Ana comprende que está ante un momento insólito: de repente, la expresión de su rostro desmiente el gesto de su mano; ella mira fijamente el libro que María sostiene cerrado sobre sus rodillas. Su rostro se ilumina con una dulce sonrisa. Ella lo ha entendido: podrá cerrar el libro del Antiguo Testamento, mientras que con su fíat María, bendita entre todas las mujeres, abrirá el libro del Nuevo Testamento: «Hágase en mí según tu palabra, para que en mi seno se cumpla la Escritura como Espíritu y Vida, para que por mí el Verbo de Dios sea traído al mundo»[2].
Así, gracias al genio del Maestro de San Benito, se nos ofrece la oportunidad de redescubrir hasta qué punto un artista inspirado se atrevió a exhortar a las madres cristianas, y por supuesto, ahora, en nuestra civilización postcristiana, ¡inspira tanto a las abuelas como a las madres!
[1] El cántico del Magníficat se compone principalmente de reminiscencias de los salmos y del primer libro de Samuel.

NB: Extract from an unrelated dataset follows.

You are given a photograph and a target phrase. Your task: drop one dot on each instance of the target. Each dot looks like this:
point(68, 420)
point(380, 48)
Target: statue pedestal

[2] En este sentido, en muchas obras comparables de los siglos XIV al XVI, el libro del Antiguo Testamento que lleva santa Ana termina con la frase del Nuevo Testamento que significa su perfecto cumplimiento: Et Verbum caro factum est (Y el Verbo se hizo carne, Jn 1,14). A partir del siglo XVIII, los artistas, deslumbrados por las luces del racionalismo, perdieron el sentido último de la iconografía tradicional de la «Educación de la Virgen», y solo representaron en el libro un abecedario.
Pierre-Marie Dumont
[Traducido del original francés por Pablo Cervera Barranco]
• La Educación de la Virgen, Maestro de San Benito (atribuido, Ca. 1510-1530), Museo de Arte de Filadelfia (EE.UU.). © Bridgeman Images.